Assessment of biodosimetry methods for a mass-casualty radiological incident: medical response and management considerations

Abstract

Following a mass-casualty nuclear disaster, effective medical triage has the potential to save tens of thousands of lives. In order to best use the available scarce resources, there is an urgent need for biodosimetry tools to determine an individual's radiation dose. Initial triage for radiation exposure will include location during the incident, symptoms, and physical examination. Stepwise triage will include point of care assessment of less than or greater than 2 Gy, followed by secondary assessment, possibly with high throughput screening, to further define an individual's dose. Given the multisystem nature of radiation injury, it is unlikely that any single biodosimetry assay can be used as a standalone tool to meet the surge in capacity with the timeliness and accuracy needed. As part of the national preparedness and planning for a nuclear or radiological incident, the authors reviewed the primary literature to determine the capabilities and limitations of a number of biodosimetry assays currently available or under development for use in the initial and secondary triage of patients. Understanding the requirements from a response standpoint and the capability and logistics for the various assays will help inform future biodosimetry technology development and acquisition. Factors considered include: type of sample required, dose detection limit, time interval when the assay is feasible biologically, time for sample preparation and analysis, ease of use, logistical requirements, potential throughput, point-of-care capability, and the ability to support patient diagnosis and treatment within a therapeutically relevant time point.

Fig.1. Dose range in which the indicated assays are able to estimate absorbed radiation dose

The dotted line represents conflicting dose estimate reports for the LDK assay which indicate the range begins at either 0.5 or 1 Gy. For the gamma-H2AX method; the black column represents the dose range for the microscopy method, and the white column is representative of the dose range for the flow cytometry method of measurement.

Fig. 2. Time phased comparison of currently available dosimetry methods out to one week after detonation

Dotted lines represent time needed for sample preparation to occur before any results become available. Note: Some lymphocyte based assays recommend 12hours before drawing blood to allow lymphocyte circulation from tissues. For the gamma-H2AX method; the black bar represents the microscopy method, and the white bar is representative of the flow cytometry method of measurement. For PCC; the black bar represents the CHO method and the white bar represents the chemical stimulation method.

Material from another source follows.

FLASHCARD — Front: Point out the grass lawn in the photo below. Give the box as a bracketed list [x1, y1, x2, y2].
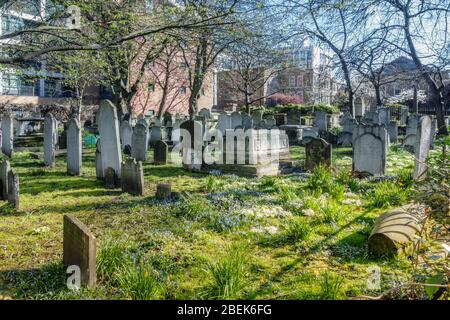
[0, 147, 442, 299]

Fig 3. Biodosimetry model for using Point of Care and High Throughput Screening Systems for medical triage after an IND detonation

After the event it is anticipated that one million people could require biodosimetry screening to determine their dose of exposure to radiation. A point of care device with the use profile shown in Table 2 is preferred for the initial triage. After the first round of biodosimetry, it is anticipated that the number of people requiring additional testing will be reduced to around 400,000. More complex methods can then be used on this smaller population to refine initial dose estimates, with a high-throughput system being preferred.

Fig. 4. Stepwise triage process for use after an IND detonation

T- triage, DX – differential diagnosis, MD- medical doctor; triage categories are per Coleman et al. (2011) The time from time 0 until “normal” standards of care are in force will vary on distance from the incident.